Parasomnia Overlap Disorder
In 1934, French researcher Henri Roger coined the term parasomnie (in English, parasomnia; from the Greek para meaning “alongside” and Latin somnum meaning “sleep”) for phenomena that occur in the transition from sleep to wake or vice versa. A parasomnia can occur during the transition between nonrapid eye movement (NREM) sleep and wake (i.e., NREM parasomnias such as sleepwalking, sleep terrors, confusional arousal, sleep-related eating disorder) or during the transition between rapid eye movement (REM) sleep and wake (i.e., REM parasomnias such as REM sleep behavior disorder [RBD], recurrent isolated sleep paralysis, nightmare disorder). A parasomnia has the following features: recurrent episodes of incomplete awakening from sleep, an inappropriate or lack of response to intervention or redirection during an episode, limited or no cognition of dream imagery and partial or complete amnesia for the event. In addition, the nocturnal disturbance is not explained by another sleep, psychiatric or medical disorder or medication/substance use. Some people experience REM parasomnias and NREM parasomnias, a condition called parasomnia overlap disorder (POD). A person with POD has a disorder of arousal (e.g., sleepwalking confusional arousal, sleep terror) and rapid eye movement sleep behavior disorder (RBD; which involves vivid, often unpleasant dreams; vocalization during sleep and sudden, often violent, arm and leg movements during REM sleep [i.e., dream-enacting behavior]).

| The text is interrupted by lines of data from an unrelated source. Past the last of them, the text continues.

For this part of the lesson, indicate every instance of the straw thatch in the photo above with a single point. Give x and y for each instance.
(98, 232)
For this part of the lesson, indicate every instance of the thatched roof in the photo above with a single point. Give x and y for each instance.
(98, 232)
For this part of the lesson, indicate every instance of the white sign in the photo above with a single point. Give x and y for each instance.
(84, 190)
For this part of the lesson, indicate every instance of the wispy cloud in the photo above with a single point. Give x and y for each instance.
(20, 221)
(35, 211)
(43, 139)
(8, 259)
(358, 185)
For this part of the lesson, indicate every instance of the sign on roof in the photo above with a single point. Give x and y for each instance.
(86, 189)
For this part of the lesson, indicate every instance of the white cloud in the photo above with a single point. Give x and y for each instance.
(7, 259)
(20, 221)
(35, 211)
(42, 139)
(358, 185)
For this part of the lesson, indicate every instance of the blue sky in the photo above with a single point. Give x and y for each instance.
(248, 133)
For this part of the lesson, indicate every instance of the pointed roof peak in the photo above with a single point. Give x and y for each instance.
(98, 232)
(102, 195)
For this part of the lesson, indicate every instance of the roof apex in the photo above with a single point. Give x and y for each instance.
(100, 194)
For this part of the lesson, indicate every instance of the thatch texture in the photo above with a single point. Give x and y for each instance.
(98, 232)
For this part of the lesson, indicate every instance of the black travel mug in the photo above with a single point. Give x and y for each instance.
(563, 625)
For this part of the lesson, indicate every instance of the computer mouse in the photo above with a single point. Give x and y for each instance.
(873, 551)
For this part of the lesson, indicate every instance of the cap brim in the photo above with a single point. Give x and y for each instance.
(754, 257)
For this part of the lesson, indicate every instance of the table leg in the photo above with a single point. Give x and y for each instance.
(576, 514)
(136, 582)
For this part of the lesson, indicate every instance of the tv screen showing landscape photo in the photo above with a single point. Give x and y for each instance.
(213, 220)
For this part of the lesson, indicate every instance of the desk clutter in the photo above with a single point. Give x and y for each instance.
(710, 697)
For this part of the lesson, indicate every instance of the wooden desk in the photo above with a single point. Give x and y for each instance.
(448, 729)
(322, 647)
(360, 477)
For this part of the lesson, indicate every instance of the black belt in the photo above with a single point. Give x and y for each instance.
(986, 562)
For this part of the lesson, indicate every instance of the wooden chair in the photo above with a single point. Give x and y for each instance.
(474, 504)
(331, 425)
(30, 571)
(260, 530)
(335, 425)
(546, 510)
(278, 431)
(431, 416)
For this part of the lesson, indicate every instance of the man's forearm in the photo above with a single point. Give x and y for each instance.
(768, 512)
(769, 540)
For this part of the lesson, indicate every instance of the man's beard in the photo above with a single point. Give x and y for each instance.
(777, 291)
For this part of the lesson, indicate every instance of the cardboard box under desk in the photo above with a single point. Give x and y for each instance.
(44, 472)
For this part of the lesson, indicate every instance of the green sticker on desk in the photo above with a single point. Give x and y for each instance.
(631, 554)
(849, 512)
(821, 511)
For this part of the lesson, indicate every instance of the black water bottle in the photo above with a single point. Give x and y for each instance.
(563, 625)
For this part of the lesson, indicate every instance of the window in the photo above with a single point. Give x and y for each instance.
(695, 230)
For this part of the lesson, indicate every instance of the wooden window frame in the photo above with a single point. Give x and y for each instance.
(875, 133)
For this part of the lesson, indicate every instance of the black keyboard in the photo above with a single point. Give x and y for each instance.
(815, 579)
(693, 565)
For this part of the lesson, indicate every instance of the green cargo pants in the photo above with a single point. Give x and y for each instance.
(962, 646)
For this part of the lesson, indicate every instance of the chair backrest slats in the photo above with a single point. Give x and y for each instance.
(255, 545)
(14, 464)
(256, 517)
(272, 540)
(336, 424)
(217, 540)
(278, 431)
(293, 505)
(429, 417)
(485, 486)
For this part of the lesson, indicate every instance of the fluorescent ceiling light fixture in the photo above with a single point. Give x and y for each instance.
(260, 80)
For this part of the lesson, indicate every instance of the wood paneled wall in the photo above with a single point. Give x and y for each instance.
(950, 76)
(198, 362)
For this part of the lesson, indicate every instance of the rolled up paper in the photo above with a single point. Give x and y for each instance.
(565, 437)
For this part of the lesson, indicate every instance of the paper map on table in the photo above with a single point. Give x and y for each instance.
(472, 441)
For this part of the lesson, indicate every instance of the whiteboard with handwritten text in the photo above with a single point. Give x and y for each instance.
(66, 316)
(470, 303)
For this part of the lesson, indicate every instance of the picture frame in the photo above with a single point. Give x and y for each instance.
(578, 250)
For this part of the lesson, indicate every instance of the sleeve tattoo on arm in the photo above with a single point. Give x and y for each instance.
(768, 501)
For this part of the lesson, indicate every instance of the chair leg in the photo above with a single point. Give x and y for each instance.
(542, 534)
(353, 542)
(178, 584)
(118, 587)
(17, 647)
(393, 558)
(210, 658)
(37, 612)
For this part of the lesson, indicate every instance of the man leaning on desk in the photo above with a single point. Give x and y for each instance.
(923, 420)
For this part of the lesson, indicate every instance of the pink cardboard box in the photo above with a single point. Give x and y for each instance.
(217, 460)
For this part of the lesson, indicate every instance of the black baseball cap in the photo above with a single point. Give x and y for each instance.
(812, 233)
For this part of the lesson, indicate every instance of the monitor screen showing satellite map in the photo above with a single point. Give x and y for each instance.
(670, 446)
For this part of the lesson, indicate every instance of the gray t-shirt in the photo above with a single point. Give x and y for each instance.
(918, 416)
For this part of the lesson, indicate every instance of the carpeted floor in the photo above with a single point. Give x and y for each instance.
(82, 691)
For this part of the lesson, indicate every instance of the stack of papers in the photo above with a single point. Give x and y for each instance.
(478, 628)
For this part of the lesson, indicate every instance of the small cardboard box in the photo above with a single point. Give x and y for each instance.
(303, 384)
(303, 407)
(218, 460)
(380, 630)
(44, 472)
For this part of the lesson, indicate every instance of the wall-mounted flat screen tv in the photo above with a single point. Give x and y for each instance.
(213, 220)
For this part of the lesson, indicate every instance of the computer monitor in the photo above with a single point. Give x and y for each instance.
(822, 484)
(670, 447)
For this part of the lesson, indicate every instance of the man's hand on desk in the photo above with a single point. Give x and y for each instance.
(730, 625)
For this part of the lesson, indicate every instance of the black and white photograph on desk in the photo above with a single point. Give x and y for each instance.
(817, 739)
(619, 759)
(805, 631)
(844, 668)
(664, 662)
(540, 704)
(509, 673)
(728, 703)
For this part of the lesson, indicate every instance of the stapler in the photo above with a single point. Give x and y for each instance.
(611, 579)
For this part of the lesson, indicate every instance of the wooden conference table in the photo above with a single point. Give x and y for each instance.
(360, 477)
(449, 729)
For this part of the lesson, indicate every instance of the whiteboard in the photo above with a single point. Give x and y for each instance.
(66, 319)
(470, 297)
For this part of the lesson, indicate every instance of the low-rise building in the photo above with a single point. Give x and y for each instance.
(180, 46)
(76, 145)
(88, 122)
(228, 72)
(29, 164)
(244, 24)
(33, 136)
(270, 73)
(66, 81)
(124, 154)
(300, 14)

In 1997, POD was first described by Carlos Schenck et al., who initially proposed that it was a subtype of RBD. In 2013, Dumitrascu et al. were the first scientists to propose that POD was a distinct parasomnia rather than a subtype of RBD. Based on their experience with five patients with POD, they noted that the onset of POD symptoms occurred earlier in life than did the symptoms of someone with RBD only, the NREM parasomnia symptoms were more pronounced than the RBD features and the POD symptoms were not associated with any neuropathy.
Why an overlap between NREM and REM parasomnia occurs in some people is unclear, although genetic factors and impaired neuroactivation in the brain may contribute. In addition, recent case reports indicate that it can be secondary to (i.e., caused by) another problem such as obstructive sleep apnea (OSA) or the use of certain drugs and that treating the causative factor may eliminate or reduce symptoms of POD.
Investigations of possible genetic factors associated with NREM or REM parasomnias have indicated a higher prevalence of human leukocyte antigen (HLA) genes among people with non-REM parasomnias such as sleepwalking, sleep terrors, and confusional arousals, and among people with REM parasomnias such as RBD. Anna Heidbreder et al. found a higher prevalence of the HLA DQB1*05:01 allele (an alternate form of a gene) among patients with NREM parasomnias (e.g., sleepwalking, sleep terrors, confusional arousals), regardless of the type of parasomnia, than in patients without NREM parasomnias. Licis et al. reported a higher prevalence of a gene on chromosome 20 (i.e., 20q12-q13.12) among several generations of sleepwalkers in a large family. Some research indicates that the prevalence of DQB1*05 and DQB1*06 alleles is higher among people with RBD than among people without RBD.